A shift where CD is becoming more common among relatively younger nulliparous women should be concerning. The outcome of first pregnancy may affect women’s further reproduction including CD recurrence [4]. This is especially the case for countries where having two or more children is common, like Norway [21]. Hence it is important to keep the CD rate low among all nulliparous women, and especially in the younger women without complications. Policy makers and clinicians need to adapt measures that aim at lowering CD in first-time mothers, especially in women with low education and from non-western countries. Future research assessing the impact of current CD trends on long-term women’s health and reproduction is recommended.

Strength and limitations

Strengths of this study are the large sample size, the comprehensive prospective population follow-up over almost five decades, which make both selection bias and recall bias less likely.
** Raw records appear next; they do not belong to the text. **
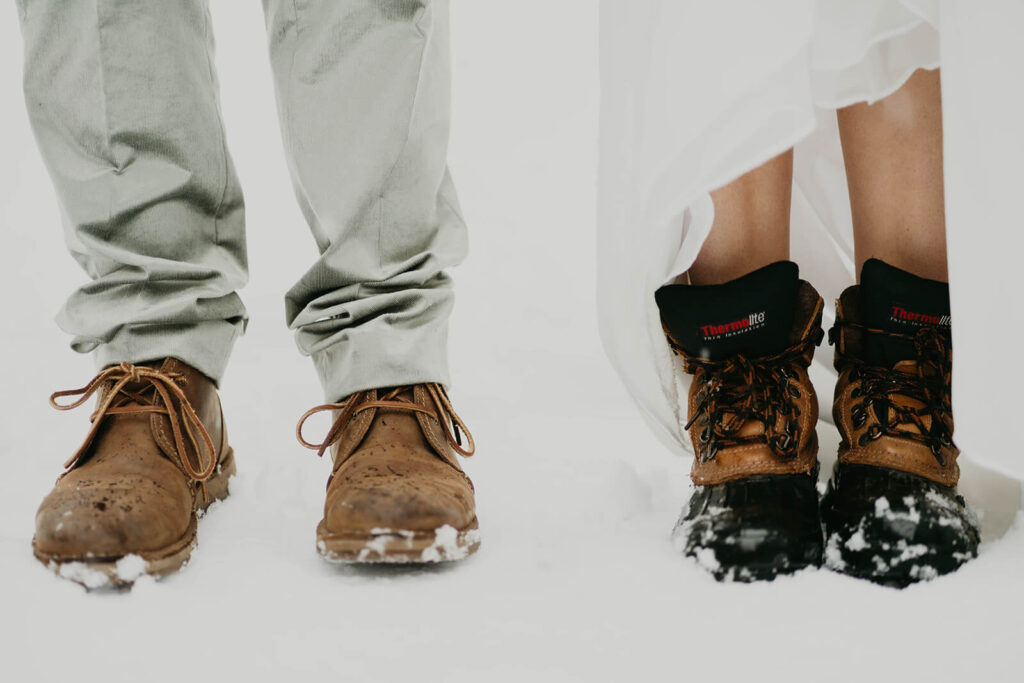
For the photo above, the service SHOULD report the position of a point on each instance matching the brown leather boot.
(156, 456)
(396, 493)
(892, 513)
(754, 513)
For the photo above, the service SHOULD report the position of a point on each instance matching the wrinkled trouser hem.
(373, 358)
(206, 346)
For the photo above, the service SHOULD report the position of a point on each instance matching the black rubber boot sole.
(754, 528)
(893, 527)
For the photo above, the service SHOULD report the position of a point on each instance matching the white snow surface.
(577, 579)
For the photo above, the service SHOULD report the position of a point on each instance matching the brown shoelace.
(161, 394)
(930, 385)
(738, 389)
(450, 421)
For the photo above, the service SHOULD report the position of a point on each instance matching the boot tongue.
(895, 300)
(752, 314)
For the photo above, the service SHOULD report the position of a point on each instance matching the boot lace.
(160, 393)
(451, 423)
(929, 384)
(739, 389)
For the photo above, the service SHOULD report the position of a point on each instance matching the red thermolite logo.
(901, 314)
(752, 322)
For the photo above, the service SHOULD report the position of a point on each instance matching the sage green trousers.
(123, 98)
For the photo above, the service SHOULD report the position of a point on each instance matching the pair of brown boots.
(891, 512)
(158, 455)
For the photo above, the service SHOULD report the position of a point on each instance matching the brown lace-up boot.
(892, 513)
(396, 493)
(156, 456)
(752, 410)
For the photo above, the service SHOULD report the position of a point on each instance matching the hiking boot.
(396, 493)
(892, 513)
(128, 502)
(754, 513)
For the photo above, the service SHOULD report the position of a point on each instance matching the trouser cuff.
(206, 346)
(369, 358)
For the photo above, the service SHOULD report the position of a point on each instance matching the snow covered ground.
(577, 580)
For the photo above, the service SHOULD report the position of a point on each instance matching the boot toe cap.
(88, 519)
(382, 497)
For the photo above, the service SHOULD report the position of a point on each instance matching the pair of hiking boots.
(157, 456)
(891, 512)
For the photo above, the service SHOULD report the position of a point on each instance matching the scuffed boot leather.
(754, 513)
(396, 493)
(156, 456)
(892, 513)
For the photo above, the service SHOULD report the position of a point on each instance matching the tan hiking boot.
(396, 493)
(156, 456)
(752, 417)
(892, 513)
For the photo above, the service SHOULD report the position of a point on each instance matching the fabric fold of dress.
(696, 93)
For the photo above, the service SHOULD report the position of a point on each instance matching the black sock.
(752, 314)
(895, 300)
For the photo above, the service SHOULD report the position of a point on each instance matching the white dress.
(695, 93)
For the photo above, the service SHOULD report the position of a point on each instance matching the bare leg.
(893, 155)
(752, 224)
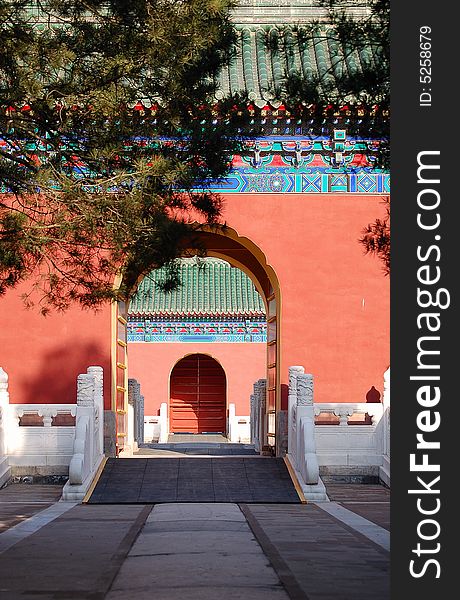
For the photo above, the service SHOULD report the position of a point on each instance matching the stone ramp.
(183, 479)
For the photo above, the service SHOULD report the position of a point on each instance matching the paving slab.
(217, 562)
(20, 501)
(369, 501)
(196, 480)
(75, 556)
(317, 556)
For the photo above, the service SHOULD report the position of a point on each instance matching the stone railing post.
(163, 439)
(4, 418)
(262, 402)
(306, 447)
(292, 403)
(252, 414)
(98, 397)
(140, 420)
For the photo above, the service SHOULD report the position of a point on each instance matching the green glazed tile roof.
(266, 54)
(212, 289)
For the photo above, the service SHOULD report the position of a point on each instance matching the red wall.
(44, 355)
(334, 313)
(151, 365)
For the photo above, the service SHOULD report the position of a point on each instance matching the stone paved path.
(197, 552)
(183, 479)
(193, 551)
(19, 501)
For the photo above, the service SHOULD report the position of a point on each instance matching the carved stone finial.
(85, 389)
(304, 390)
(293, 372)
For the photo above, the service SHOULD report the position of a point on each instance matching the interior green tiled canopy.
(268, 54)
(209, 287)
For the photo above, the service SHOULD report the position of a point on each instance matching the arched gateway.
(198, 399)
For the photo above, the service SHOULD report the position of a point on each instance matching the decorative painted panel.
(147, 330)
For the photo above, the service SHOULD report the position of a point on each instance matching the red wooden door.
(197, 396)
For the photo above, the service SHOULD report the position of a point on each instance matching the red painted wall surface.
(334, 313)
(335, 300)
(151, 365)
(43, 355)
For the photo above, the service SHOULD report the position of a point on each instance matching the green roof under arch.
(209, 287)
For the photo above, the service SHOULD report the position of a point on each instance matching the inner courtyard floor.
(337, 550)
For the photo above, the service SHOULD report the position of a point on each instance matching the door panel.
(198, 396)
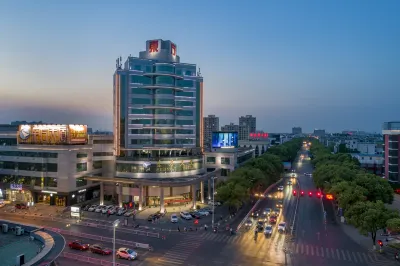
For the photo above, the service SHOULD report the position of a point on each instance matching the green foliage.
(257, 174)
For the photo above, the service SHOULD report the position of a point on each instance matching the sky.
(332, 65)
In addition, missing data were low for most variables (< below 4%), except for country of birth during 1967–82. However, missing values for country of birth were evenly distributed by maternal age and education. Also, immigration to Norway during these years was low [21].

The study inherently has some limitations. Lack of data on the clinical indications for CD was handled by using pregnancy complications as a proxy for CD indication [26, 32]. We did, however, not have information on the two most common indications for CD, fetal distress and failure to progress [32]. Instead, we identified pregnancy complications that increase risk of both these two common indications. Changes in the reporting format in the MBRN is another limitation. Unlike checkboxes, notification based on free text may be linked to underreporting, especially of less severe complications [33] and a 3% error rate in completeness of CD notification for the years before 1984 has been reported [34]. This will likely have biased the result towards the null. Likewise, validity of data on initiated onset of labor (induced or pre-labor CD) was poor before the mid-1980s [35]. The findings after 1999 offer more precise and valid results. It’s however important to highlight that there have been several changes in clinical practice and sociodemographic factors within the last period. Our findings may have also underestimated changes for women without the seven pregnancy complications as complications may have been underreported in the early years of the MBRN [23]. Some women assumed to be without complications in the early period may in fact have been with complications. However, this means that the true increase in CD in women without seven complications is likely larger than reported here. Data on smoking and BMI were only available after 1999 and 2007, respectively.

Conclusion

Monitoring CD is crucial to identify groups and factors contributing to high rates. This study described long-term changes in CD among Norwegian nulliparous women with singleton, cephalic term birth using large population-based data across five decades. A growing number of women are having their first birth at a higher age in Norway. The increase in CD rates in nulliparous women was mainly found among women < 35 years while it was stable or decreased in women >  = 35 years. Despite the increase in induction among women >  = 35 years during our study period, the risk of CD decreased in women >  = 40 years while it was stable in women 35–39 years. The overall increase in CD rates cannot be explained solely by the shift in age of first-time mothers.